D4nte commented 3 years ago

Regarding 1:

I am using this function as callback, but the array os messages I get inside .then() is not the processed one.

Sorry I don't understand, if you are using the callback option then you should not need a then.

It should just be:

waku.store.queryHistory([ContentTopic], { callback: processMessages });

But the processMessages function currently does not do anything with msg. You would need to save it in a state or something.

Note that the callback option does not altered the messages returned by queryHistory. The callback option gives you the opportunity to process messages as they are retrieved.

D4nte commented 3 years ago

Please check: 4d44cff (#308) hopefully it helps.

D4nte commented 3 years ago

Regarding your last point, actually I am working on the chat feature of a live-streaming platform, so now the thing is that we don't want the user to wait for too long while the messages are fetched, and also we know that the frequency at which messages are sent on livestreams depend on the streamer's popularity.

Please have a go at my proposal above in combination with timeFilter and let me know if this is still needed.

D4nte commented 3 years ago

@ritvij14 how is it going?

I am actually facing a situation where I may need an API similar to what you need. What about changing the callback type to (messages: WakuMessage[]) => void|boolean and if callback returns true we stop querying pages?

you can then keep a counter on your side to stop after you retrieve N messages.

ritvij14 commented 3 years ago

@D4nte so the callback thing right now works great, and the fetching is faster. But sometimes not all messages are fetched and sometimes they are, like the user needs to reload stuff.

Also yes, your idea sounds good, in our case when in livestream there were chances that 1-2 messages might get missed while the fetching of messages while sending times and also we won't have control over the number of messages being fetched, so this modification to callback might be actually better.

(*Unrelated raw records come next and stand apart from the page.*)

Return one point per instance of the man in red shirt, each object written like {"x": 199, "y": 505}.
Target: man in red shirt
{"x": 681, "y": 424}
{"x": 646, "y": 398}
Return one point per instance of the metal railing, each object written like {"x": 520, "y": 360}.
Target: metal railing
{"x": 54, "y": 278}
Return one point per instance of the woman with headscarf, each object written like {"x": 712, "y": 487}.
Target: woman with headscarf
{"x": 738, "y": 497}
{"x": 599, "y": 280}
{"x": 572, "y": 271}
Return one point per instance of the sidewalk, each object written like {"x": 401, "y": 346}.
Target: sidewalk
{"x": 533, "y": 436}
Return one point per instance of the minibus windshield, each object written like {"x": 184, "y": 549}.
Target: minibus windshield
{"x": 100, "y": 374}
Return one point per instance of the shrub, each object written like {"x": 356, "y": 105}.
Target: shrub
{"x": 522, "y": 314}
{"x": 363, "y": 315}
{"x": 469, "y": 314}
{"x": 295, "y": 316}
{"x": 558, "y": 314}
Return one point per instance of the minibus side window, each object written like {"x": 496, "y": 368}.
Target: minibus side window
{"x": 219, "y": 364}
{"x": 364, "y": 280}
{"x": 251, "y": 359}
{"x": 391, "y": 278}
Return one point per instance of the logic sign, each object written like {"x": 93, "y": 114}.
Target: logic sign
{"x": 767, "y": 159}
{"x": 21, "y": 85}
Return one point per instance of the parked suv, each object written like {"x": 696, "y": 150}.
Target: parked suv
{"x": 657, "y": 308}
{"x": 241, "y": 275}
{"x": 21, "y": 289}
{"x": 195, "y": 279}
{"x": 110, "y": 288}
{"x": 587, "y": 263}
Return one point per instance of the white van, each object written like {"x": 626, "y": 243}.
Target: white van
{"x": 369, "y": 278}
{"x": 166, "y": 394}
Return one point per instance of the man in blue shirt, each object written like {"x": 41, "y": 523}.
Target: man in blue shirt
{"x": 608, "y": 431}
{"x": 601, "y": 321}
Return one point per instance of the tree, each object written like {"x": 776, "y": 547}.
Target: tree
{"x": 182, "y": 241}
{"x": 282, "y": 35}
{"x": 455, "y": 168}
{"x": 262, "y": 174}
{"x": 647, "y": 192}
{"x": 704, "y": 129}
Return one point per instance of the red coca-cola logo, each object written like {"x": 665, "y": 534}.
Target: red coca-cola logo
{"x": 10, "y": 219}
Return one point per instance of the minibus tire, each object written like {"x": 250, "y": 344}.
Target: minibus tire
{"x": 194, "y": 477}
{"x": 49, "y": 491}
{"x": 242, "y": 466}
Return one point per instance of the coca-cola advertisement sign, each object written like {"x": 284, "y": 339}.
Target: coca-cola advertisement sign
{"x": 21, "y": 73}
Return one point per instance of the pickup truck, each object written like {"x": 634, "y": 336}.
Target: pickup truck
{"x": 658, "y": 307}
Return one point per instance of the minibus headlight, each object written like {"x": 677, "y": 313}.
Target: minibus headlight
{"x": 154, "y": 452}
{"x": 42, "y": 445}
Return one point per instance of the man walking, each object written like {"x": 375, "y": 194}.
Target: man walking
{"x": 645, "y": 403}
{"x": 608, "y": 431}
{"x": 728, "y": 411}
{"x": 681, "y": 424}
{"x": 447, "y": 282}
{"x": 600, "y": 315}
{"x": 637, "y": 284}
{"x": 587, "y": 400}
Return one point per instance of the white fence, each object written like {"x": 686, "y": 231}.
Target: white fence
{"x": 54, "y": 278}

D4nte commented 3 years ago

@D4nte so the callback thing right now works great, and the fetching is faster. But sometimes not all messages are fetched and sometimes they are, like the user needs to reload stuff.

Feel free to report the errors you see when messages do not get fetched.

D4nte commented 3 years ago

See https://github.com/status-im/js-waku/pull/310

The test demonstrates how to query a limited number of messages.

ritvij14 commented 3 years ago

@D4nte thanks! One doubt though, this is my current code for callback function:

const processWakuHistory = (retrievedMessages) => {
    const messages = retrievedMessages
      .map((msg) => processMsgs(msg))
      .filter(Boolean);

    setWakuMsgs((waku) => {
      return messages.concat(waku);
    });

    if (wakuMsgs.length === 20) return true;
  };

But on one of my content topics, I sent 24 messages and all of them got fetched. Am I doing something wrong?

D4nte commented 3 years ago

Are you using js-waku master? Because I haven't released a new version of js-waku containing the code change.

The messages are still retrieves per page. By default 1 page contains 10 messages. You can change that with the pageSize parameter.

You use .filter(Boolean) which means that messages may contain less than 10 messages at a time.

Let's say on the first page, you filter 1 message out so wakuMsgs.length is 9. then, you filter 0 message out, so wakuMsgs.length is 19. then, you have to retrieve the 3rd page (24 messages fits in 3 pages). Hence, you have retrieved all messages.

D4nte commented 3 years ago

The change is now released in 0.14.0. I see you also fixed your code. Closing, please re-open or open a new issue if you face any other problem.